Amos Jeffries wrote:
Alex Rousskov wrote:
On Fri, 2008-02-08 at 15:52 +1300, Amos Jeffries wrote:
The second;
sockaddr_storage (as Husni uses, and Adrian mentioned) was created to
provide a better way of using sockaddr* so the sockaddr_in and
sockaddr_in6 bits could be read-written easily. But the big/litte endian
problems between OS screwed up the sockaddr_in* sa_family field
locations
inside it so developers still can't portably use it for the v6/v6 flag
they wanted.
Do you have a reference for that? I do not want to bug you with more
questions but I am surprised to learn that some kind of a
sockaddr_storage wrapper cannot work well for Squid... We may have to
fix Polygraph that is using that approach, IIRC.
I don't have any online references. Everything I have found online
indicated that the _storage should be padded properly.
But, I found in my hex-level debugging of the IPv6 code in squid that
some things consistently went badly because the cast sa_family field was
something much higher than any IANA protocol family. Its too long ago
now to recall exact test cases. May have been a system-specific given
this connect() bug.
Correction: I did have online source that were somewhat confusing but
explained the behaviour a little. This seems to be saying what I
remember, http://www.kame.net/newsletter/19980604/
Amos
The third;
addrinfo* defines a whole new type. Wrapping that old sockaddr*
mess and
providing in a nice set fo bells and whistles for use. Most importantly
that flag we need to pas to the system calls.
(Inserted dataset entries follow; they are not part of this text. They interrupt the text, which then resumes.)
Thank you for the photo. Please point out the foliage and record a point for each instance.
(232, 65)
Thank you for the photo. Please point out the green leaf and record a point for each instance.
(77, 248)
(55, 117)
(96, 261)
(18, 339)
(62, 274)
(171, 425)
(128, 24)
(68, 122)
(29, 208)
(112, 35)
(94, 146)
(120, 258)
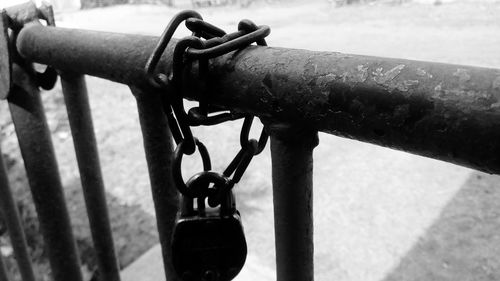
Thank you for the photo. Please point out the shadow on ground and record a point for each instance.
(464, 242)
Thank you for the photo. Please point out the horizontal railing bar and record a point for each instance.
(443, 111)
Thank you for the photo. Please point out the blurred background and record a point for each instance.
(379, 214)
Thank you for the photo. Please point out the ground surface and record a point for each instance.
(379, 214)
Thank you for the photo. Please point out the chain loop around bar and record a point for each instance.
(207, 42)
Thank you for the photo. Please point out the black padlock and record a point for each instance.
(208, 243)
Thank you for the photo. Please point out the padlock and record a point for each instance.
(208, 243)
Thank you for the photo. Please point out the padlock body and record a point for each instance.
(209, 243)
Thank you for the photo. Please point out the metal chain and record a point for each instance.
(206, 42)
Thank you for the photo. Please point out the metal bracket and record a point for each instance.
(15, 18)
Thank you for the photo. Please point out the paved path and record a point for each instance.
(375, 208)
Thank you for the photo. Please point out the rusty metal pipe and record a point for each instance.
(10, 215)
(292, 167)
(82, 130)
(443, 111)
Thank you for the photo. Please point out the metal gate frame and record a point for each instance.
(447, 112)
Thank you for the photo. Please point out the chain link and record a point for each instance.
(206, 42)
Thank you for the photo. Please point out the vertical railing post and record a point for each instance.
(4, 275)
(158, 146)
(10, 215)
(41, 168)
(292, 168)
(82, 130)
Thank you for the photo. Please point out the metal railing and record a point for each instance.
(447, 112)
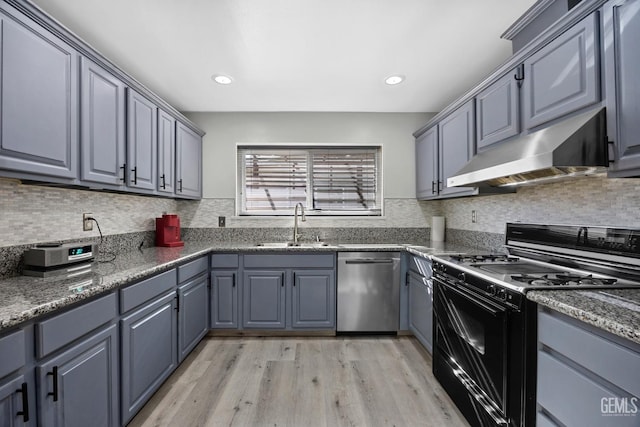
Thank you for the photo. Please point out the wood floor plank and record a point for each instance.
(291, 381)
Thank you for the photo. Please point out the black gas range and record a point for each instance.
(485, 328)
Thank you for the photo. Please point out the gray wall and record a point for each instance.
(226, 130)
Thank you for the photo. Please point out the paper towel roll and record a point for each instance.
(437, 229)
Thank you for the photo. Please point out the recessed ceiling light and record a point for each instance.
(222, 79)
(394, 80)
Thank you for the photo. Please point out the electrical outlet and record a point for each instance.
(87, 224)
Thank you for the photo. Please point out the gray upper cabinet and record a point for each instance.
(497, 111)
(427, 164)
(79, 387)
(264, 299)
(166, 152)
(102, 119)
(188, 163)
(563, 76)
(314, 299)
(142, 141)
(622, 68)
(38, 111)
(456, 142)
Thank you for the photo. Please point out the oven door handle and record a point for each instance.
(475, 299)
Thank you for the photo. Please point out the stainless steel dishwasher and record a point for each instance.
(368, 291)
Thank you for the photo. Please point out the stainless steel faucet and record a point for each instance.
(296, 235)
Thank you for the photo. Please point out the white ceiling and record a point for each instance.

I have to say that the "nice set of bells and whistles" in a basic
address structure used throughout a performance-sensitive program raises
red flags, but perhaps the actual performance implications are not as
bad.
The important bits for the squid comm code are:
struct addrinfo
{
int ai_family;
int ai_socktype;
int ai_protocol;
struct sockaddr *ai_addr; // pointer to sockaddr_storage/*_in/*_in6
int ai_addrlen;
char *ai_canonname; // we never new/free this ourselves in squid.
struct addrinfo *ai_next; // Pointer to next in list.
};
Can you replace IPAddress data members with the above, except not use
any pointers and forget about ai_next and ai_canonname? I think doing so
will eliminate temporary allocations and other things that look rather
scary to both code quality and performance folks.
In the cases where addrinfo* is going into read-only usage yes.
When you do need a list of addresses or canonname, it is OK to use
addrinfo and convert from/to IPAddress as needed, of course. I am
guessing such uses will not affect performance or overall code quality.
Amos
--
Please use Squid 2.6STABLE17+ or 3.0STABLE1+
There are serious security advisories out on all earlier releases.